Chabad fills the familial niche that is lacking in some college students’ lives away from home. Yehudis has found herself in a maternal role to kids beyond her own, like Madison Harr, a fellow regular at Chabad.
“As soon as I came to UNC, I was looking for a Jewish community that I felt supported and loved in, and Chabad was the perfect place for that,” Harr said. “It feels like a home. When you come in, it feels like a family. Yehudis always greets me with a hug and makes sure I’m fed properly and am happy. She feels like a second mother to me, almost.”
When Yehudis first moved to the Triangle as a newlywed with a newborn, she was 22 years old and not much older than the students she served.
“I definitely grew with the students,” Yehudis said. “First, I was their sister, then their mother. One day, I’ll be their grandmother. But always a friend.”
She was raised in Crown Heights, the hub for the Chabad movement. Every week on Shabbat, she would listen to the leader of the movement, known as the Rebbe, speak for hours about scripture and Jewish life. Yehudis embraced the philosophy of generosity and love for fellow Jews.
“Judaism is not just your own. It’s a gift for everybody,” Yehudis said. “Whatever you have, whatever you enjoy, whatever you are given should be shared if able.”
Having considered a Chabad House as the ultimate form of giving, Yehudis always knew she wanted to lead one. Since 2001, she has. Although her husband has the official title of rabbi in the relationship, she said that they both take on the role of teachers.
“It’s really a co-partnership and not gender based,” she said. “You don’t have a role to play, which is something that’s very powerful within the Chabad House model.”
Together, Yehudis and Zalman visited Israel in early January for five days to show their solidarity for the soldiers and civilians affected by the war with Hamas. They brought barbecue and music to army bases to boost morale. At a hotel that housed refugees from a destroyed town, Yehudis said she gave the children and women silver heart necklaces to connect their hearts with hers.

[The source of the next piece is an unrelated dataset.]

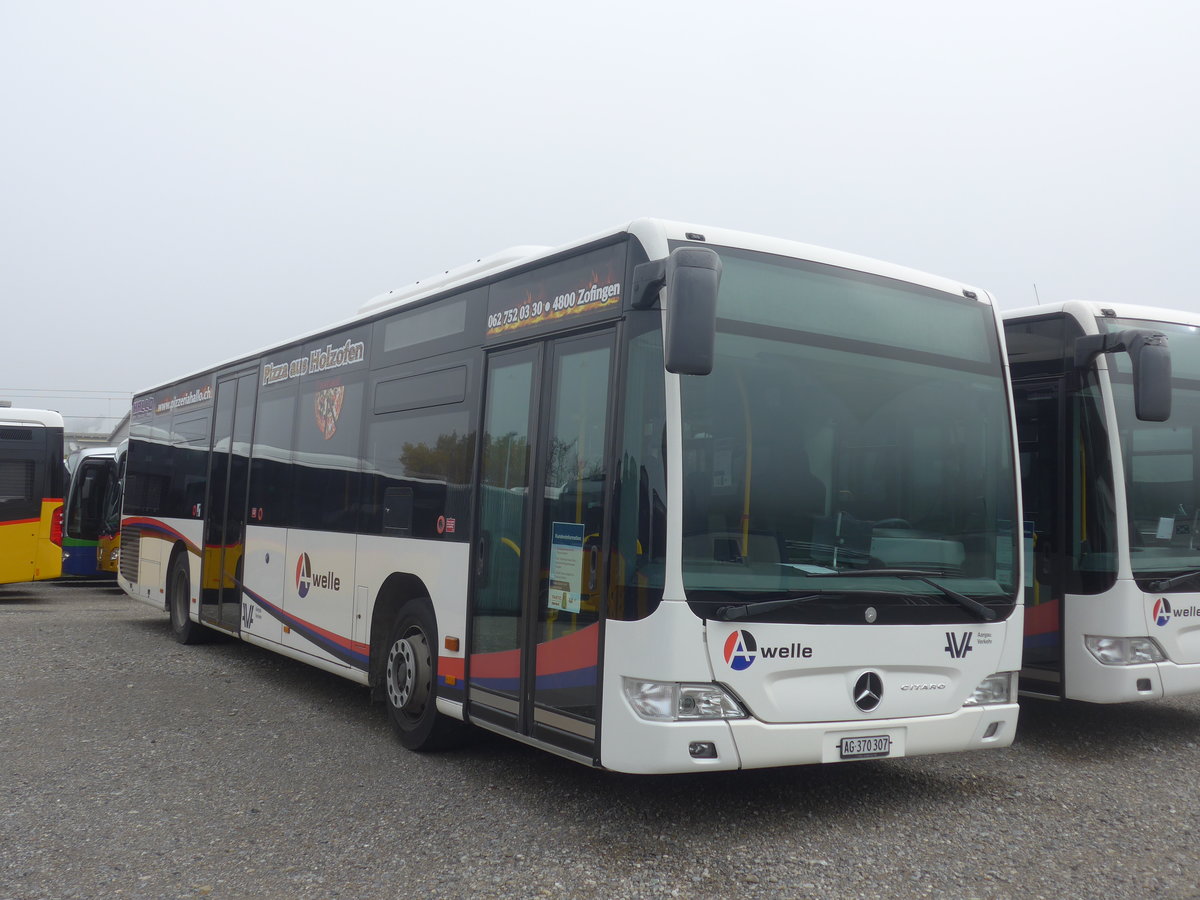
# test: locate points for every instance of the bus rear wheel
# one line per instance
(411, 683)
(179, 600)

“It was a very moving trip, very emotionally heavy,” she said. “But it was uplifting to know that we’re really part of one big family and that if one person is in pain, we’re all in pain together.”
That pain carries back to Chapel Hill as the Blumings support students who feel targeted by hate due to the Israel-Hamas conflict.
“It’s a fine line of empowering the Jewish students to be proud of who they are, to not hide their identity and give them a space to come together as a family, whether it’s on Shabbat or any other time they feel the need,” Yehudis said. “And then, simultaneously, to make aware to those fighting antisemitism that we are behind them, whether it’s getting it touch with the University to put them in their place to realize that there’s no room for antisemitism. As a leader, you have that responsibility to ensure that students feel safe.”
From her biological children to the students she welcomes into her home to Jews across the world, Yehudis’ family extends as far as her arms can reach.